When at last he was released after a month in the sanatorium, Klopstock and another doctor came to the station to see him off. “Don’t come back, Klaus,” they said. “You’ve given yourself another chance. Don’t come back.” In the train Tomski smiled and said, “Now we are truly together.” They spent that night in the Hotel Imperial in Vienna, in each other’s arms. Klaus wept, but they were tears of happiness.

He sat by the window, with his glass of whisky and the bottle of Johnnie Walker on the table by his side. No, he wouldn’t drug tonight. It was strangely peaceful watching the rain still falling. There had been good times with Tomski often, and over a number of years, but never as good as those first weeks together, when he asked himself time and again, can I love him enough? Of course he couldn’t. That was, as the English said, “the fact of the matter”. He couldn’t love anyone enough. His own need was too great.

Guy Probyn had set out to rile him, no question of that. Why? Not just to defend Gustaf, but also because there was something in Klaus himself which invited attack. Or was Probyn, with his attraction to soft boys whom he could dominate, merely malicious, full of the resentment of the man who would have been an artist and was now a manager? Klaus took hold of the bottle and smiled. Was it possible that Probyn was jealous of him? Ridiculous thought. He poured another whisky, but didn’t immediately drink it. Sufficient comfort to know it was there waiting, ready when his need became urgent.

There was a knock at the door. He didn’t answer at once. He hesitated because for a moment he had been close to happiness in his solitude and didn’t want it to be interrupted. But the knock was repeated and this time he called, “Come in.” It was Miki.

“I got held up on the boat,” he said. “The boss had insisted we put to sea.”

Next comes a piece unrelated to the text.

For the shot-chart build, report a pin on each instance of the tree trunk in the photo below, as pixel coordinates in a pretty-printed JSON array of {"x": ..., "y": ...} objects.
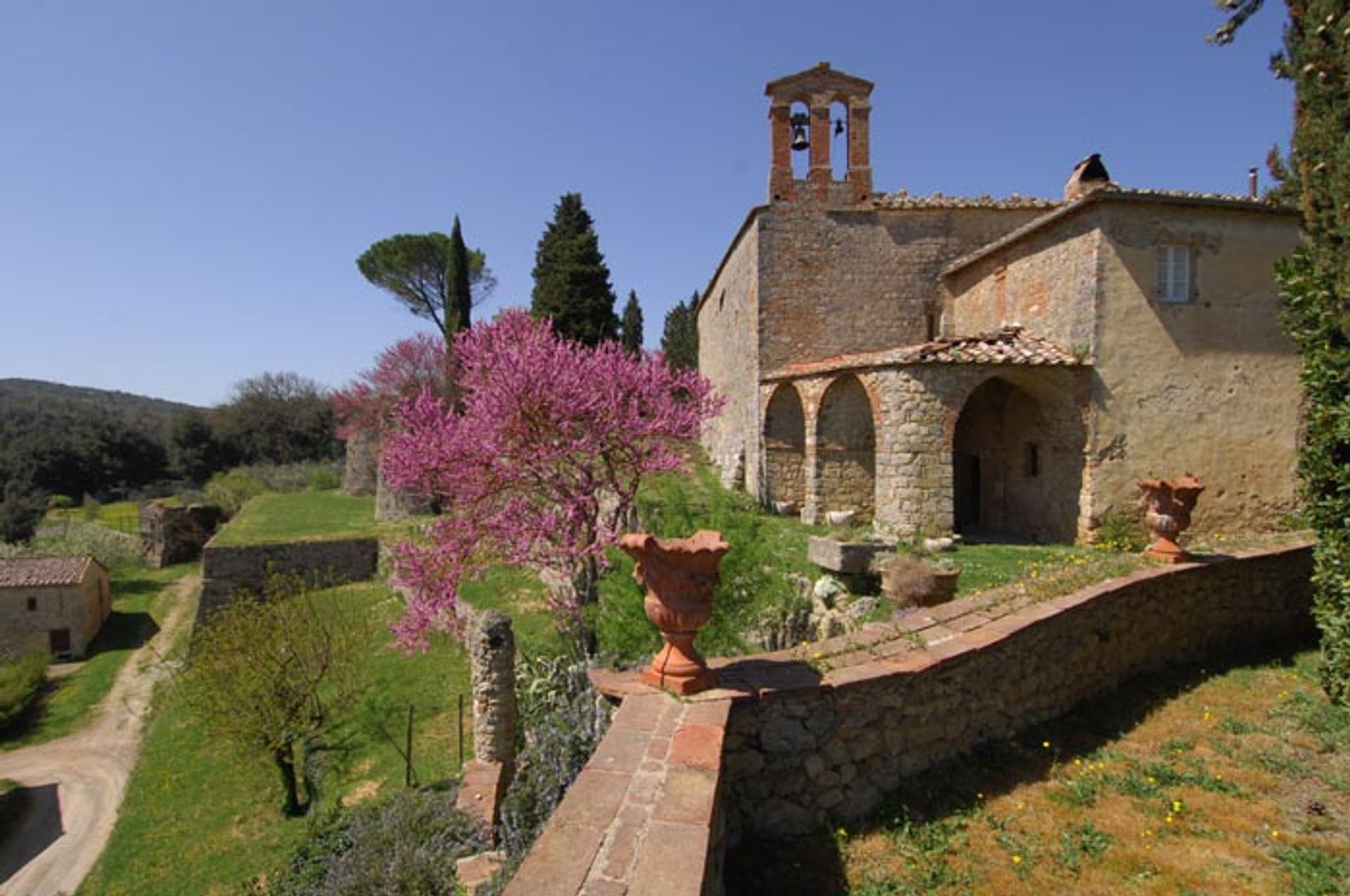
[{"x": 285, "y": 760}]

He came up behind Klaus, laid his hands on his shoulders and leant over him. He smelled of the rain and there was again aniseed on his breath.

“You OK, Klaus? They told me you’d been at the Zanzi. So I came on the chance. Are you pleased?”

Klaus emptied his glass, got up, turned round, ran his hands up the boy’s body under his shirt.

“I’m pleased,” he said, and kissed him on the mouth. Rainwater dripped down his neck from Miki’s hair.

“It’s good to see you,” Klaus said. “I was sad when I gave you up.”